En un pasaje de su presentación judicial, reproducido en la sentencia, expresó: “…les diré de mi deseo de morir porque llevo tres años investigando, preguntando, conectando, elucubrando mil formas de hallar la muerte sin que mi familia salga perjudicada. Y hasta he tratado de ahorrar (ingenuamente) para ir a Suiza. Pues bien, me cansé y decido que lo último que me queda por hacer es contarles de mi historia y mi lucha y así encontrar apoyo no solo de los que me conocen sino también de cualquiera que crea en el derecho a la libertad. Creo que no hay mayor gesto de amor que ayudar y apoyar a un ser amado a hallar su muerte y ponerle fin al sufrimiento. Es una decisión que tomé el día que volvía a UCI por segunda vez por una recaída con neumonía. Cuando la ambulancia llegó a mi casa para llevarme al hospital, mi hermano llegó en ese instante y escuché que dijo a todos que esperaran un momento, pidió a la enfermera que saliera del cuarto y nos quedamos a solas. Se acercó a mi cama y oramos.”
Y continúa Ana Estrada, según se lee en la sentencia: “¿Por qué querer morir si soy capaz de encarnar la fiereza tibia del amor hasta llegar a explotar de felicidad? ¿Tan egoísta soy que no pienso en los que me aman? ¿Estoy deprimida y sólo necesitaría antidepresivos para pensar “positivo”? ¿A dónde se fue la fuerza de la “guerrera”, “luchadora”, “ejemplo” y “lección de vida”? Pues aquí estoy, con más fuerza que nunca para pechar y gritar al mundo que quiero mi derecho a elegir y decidir sobre mi vida y mi cuerpo. Y, les tengo noticias, lo intenté, pero no lo puedo hacer sola. Por eso hago este blog y la publicación de mi vida que no solo tratará de mi enfermedad sino también de la niña deprimida y sola, de la adolescente perdida y, finalmente, de todo este camino recorrido hasta aquí”.
El camino ha sido largo y penoso. Ana Estrada tiene hoy 44 años, y lucha contra su enfermedad desde los 12. Hace años perdió su autonomía; pasa 20 horas al día en la cama y de 4 a 6 horas diarias conectada a un respirador; necesita atención y cuidados las 24 horas para seguir viva, pero esos mismos cuidados la privan totalmente de privacidad e intimidad y se constituyen así en una causa adicional de sufrimiento para ella.
Demostrando un temple y una entereza extraordinarios, Ana Estrada no está pidiendo que se ejecute de inmediato la sentencia que acogió su pretensión. Sigue viviendo, con la invalorable tranquilidad que le da el saber que podrá dejar de hacerlo cuando ella libremente lo decida.

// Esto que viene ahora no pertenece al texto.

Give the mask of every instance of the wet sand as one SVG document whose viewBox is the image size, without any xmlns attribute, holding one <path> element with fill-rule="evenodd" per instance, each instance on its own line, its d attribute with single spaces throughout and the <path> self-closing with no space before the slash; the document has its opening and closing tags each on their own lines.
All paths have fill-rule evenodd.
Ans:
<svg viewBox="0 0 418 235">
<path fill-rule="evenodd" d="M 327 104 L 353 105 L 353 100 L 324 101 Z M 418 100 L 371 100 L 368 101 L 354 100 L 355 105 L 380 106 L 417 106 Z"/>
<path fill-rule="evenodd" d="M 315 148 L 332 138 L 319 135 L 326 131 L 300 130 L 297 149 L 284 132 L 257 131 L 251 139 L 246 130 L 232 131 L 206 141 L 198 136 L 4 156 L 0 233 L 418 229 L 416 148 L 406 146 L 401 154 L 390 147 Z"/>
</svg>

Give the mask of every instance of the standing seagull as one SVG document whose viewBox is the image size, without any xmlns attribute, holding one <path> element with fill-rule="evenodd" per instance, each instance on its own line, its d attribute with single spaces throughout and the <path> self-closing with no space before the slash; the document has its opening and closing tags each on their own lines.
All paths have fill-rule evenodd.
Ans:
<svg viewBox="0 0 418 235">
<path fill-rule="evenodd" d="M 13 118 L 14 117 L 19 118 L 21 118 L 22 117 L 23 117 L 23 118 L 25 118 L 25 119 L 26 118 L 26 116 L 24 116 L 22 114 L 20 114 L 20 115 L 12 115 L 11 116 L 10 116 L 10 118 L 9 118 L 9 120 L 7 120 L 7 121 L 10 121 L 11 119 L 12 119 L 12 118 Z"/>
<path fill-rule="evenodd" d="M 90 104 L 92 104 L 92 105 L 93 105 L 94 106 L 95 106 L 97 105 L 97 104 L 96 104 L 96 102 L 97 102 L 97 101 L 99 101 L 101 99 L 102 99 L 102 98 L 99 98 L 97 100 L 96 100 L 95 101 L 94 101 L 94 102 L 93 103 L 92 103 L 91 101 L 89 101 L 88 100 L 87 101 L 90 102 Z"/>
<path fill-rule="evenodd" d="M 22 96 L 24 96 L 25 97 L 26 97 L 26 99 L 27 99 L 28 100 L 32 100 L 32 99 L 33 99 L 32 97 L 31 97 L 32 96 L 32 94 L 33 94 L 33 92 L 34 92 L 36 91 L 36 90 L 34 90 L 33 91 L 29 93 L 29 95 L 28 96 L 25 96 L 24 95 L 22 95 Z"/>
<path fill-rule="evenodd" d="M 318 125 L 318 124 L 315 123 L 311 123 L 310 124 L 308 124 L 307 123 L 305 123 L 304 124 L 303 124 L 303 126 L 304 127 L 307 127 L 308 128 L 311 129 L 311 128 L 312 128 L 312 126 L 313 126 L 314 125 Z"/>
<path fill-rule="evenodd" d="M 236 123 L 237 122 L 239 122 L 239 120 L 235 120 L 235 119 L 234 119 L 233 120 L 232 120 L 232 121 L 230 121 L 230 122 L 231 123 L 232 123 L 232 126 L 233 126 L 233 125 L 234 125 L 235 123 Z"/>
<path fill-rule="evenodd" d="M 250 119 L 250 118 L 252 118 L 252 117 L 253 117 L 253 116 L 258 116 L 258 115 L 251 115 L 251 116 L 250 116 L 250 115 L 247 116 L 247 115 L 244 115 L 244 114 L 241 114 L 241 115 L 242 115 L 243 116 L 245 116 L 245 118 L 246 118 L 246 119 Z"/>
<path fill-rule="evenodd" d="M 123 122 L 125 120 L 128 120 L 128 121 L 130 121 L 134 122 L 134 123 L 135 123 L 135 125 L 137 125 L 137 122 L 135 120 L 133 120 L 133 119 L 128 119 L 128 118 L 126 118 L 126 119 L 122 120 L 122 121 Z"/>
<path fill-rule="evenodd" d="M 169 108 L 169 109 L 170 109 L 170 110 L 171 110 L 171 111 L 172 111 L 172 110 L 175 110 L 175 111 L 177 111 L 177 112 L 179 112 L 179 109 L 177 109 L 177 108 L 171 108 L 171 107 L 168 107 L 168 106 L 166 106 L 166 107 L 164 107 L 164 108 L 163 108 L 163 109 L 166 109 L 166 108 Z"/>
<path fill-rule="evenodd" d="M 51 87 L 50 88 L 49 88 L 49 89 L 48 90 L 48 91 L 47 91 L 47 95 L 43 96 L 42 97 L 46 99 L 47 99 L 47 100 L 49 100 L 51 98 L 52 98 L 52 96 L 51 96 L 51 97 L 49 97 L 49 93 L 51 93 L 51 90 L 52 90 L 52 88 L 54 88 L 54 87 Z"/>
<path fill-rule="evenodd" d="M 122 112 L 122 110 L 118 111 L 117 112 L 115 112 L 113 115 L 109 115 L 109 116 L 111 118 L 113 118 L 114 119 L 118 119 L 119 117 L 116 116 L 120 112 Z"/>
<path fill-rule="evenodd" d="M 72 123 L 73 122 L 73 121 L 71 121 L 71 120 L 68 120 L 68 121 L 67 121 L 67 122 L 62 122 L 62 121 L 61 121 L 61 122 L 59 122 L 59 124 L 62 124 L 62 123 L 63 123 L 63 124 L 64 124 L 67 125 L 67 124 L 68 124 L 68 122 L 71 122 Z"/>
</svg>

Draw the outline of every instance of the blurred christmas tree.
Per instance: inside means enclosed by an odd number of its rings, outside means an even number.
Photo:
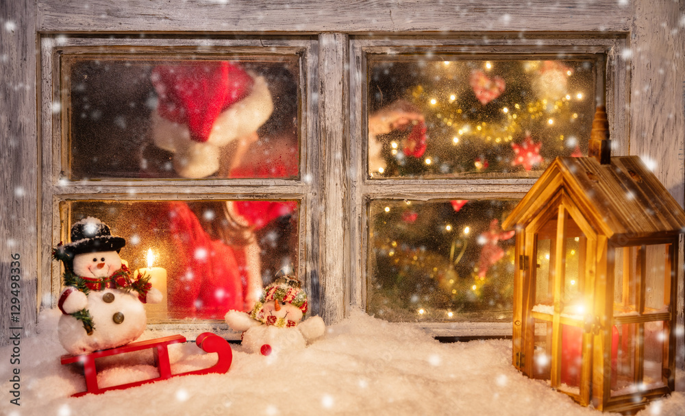
[[[374,177],[521,178],[558,156],[587,154],[594,114],[592,60],[372,63],[369,110],[401,99],[425,117],[425,149],[407,132],[376,138],[386,167]],[[373,165],[373,164],[370,164]],[[532,176],[537,175],[533,174]]]
[[[377,58],[369,69],[370,114],[399,99],[425,119],[370,138],[372,178],[536,178],[556,156],[587,154],[591,60]],[[499,224],[516,202],[373,201],[369,313],[508,319],[514,238]]]

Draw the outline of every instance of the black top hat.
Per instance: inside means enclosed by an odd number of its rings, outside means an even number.
[[[119,252],[126,245],[123,238],[113,236],[110,228],[97,218],[88,217],[71,226],[71,243],[64,245],[64,250],[73,258],[77,254],[93,252]]]

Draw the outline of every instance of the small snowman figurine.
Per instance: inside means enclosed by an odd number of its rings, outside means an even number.
[[[302,321],[307,313],[307,294],[293,276],[281,276],[264,288],[249,313],[229,310],[226,323],[242,331],[242,345],[247,352],[269,355],[285,349],[303,348],[308,341],[325,332],[320,317]]]
[[[149,276],[132,277],[119,257],[125,244],[106,224],[89,217],[71,228],[71,243],[53,250],[65,269],[58,334],[69,354],[90,354],[136,339],[147,325],[143,304],[162,301]]]

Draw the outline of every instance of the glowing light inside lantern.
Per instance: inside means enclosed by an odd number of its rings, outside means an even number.
[[[147,249],[147,268],[151,269],[153,263],[155,262],[155,255],[152,253],[152,249]]]

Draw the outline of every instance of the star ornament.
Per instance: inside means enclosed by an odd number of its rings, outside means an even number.
[[[521,144],[512,143],[515,155],[512,160],[512,166],[520,164],[526,171],[531,170],[534,166],[543,162],[543,157],[540,156],[540,148],[542,146],[542,142],[534,142],[530,135],[526,136],[523,143]]]
[[[511,238],[514,234],[513,230],[503,231],[497,219],[490,222],[490,229],[478,236],[478,243],[483,246],[478,260],[478,277],[484,278],[490,267],[504,257],[504,250],[498,243]]]

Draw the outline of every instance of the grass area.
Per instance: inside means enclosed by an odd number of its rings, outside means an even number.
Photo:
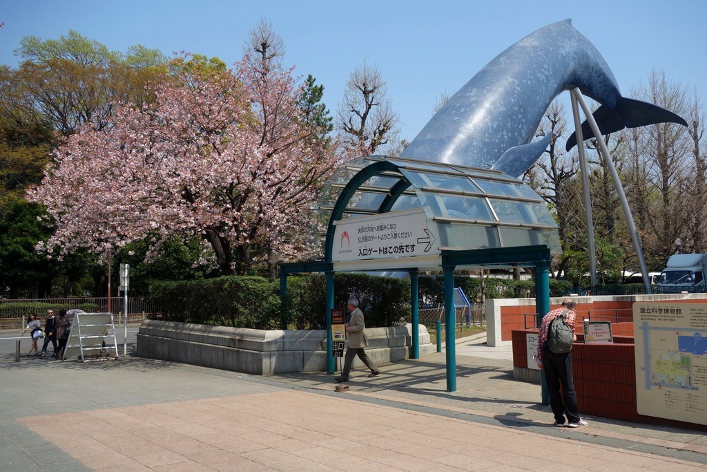
[[[437,343],[437,330],[427,328],[427,332],[430,333],[430,342],[432,344]],[[455,338],[459,339],[460,338],[466,338],[467,336],[473,336],[475,334],[479,334],[479,333],[486,333],[486,326],[467,326],[463,328],[457,328],[457,331],[455,333]],[[442,327],[442,340],[444,340],[445,338],[445,329],[444,326]]]

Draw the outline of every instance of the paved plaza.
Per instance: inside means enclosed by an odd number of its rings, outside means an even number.
[[[87,362],[0,352],[0,471],[697,471],[703,433],[584,418],[552,425],[510,348],[334,375],[260,377],[129,355]],[[581,394],[581,392],[580,392]]]

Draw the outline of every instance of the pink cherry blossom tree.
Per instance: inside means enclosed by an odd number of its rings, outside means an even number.
[[[149,238],[201,238],[221,272],[243,274],[303,250],[335,146],[297,105],[291,69],[247,52],[235,70],[175,59],[154,101],[116,109],[54,153],[28,198],[56,232],[37,248],[103,258]]]

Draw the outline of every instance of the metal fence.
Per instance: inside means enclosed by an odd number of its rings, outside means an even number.
[[[87,313],[106,313],[110,311],[117,322],[122,319],[125,313],[125,299],[122,297],[110,297],[110,309],[108,309],[108,298],[74,297],[65,299],[0,299],[0,329],[23,329],[25,320],[30,313],[37,315],[43,321],[47,310],[53,310],[59,316],[59,310],[70,310],[78,308]],[[152,313],[152,307],[142,298],[128,298],[128,322],[141,321],[144,317]]]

Esta es una dimensión de la eutanasia que suele no tenerse en cuenta: el saber que la posibilidad de recurrir a ella existe y está garantizada, mejora la vida de los que sufren.
El pasado miércoles, cuando asistí a la sesión de la Comisión de Salud de la Cámara de Representantes para dar comienzo al estudio del proyecto de ley de eutanasia presentado hace un año, informé a la Comisión del caso Estrada y por vía electrónica le hice llegar el texto íntegro de la sentencia judicial.
Confío en que la conmovedora experiencia de esta mujer sirva para poner de manifiesto las realidades humanas que están detrás de las palabras con las que los legisladores practicamos nuestra esgrima verbal.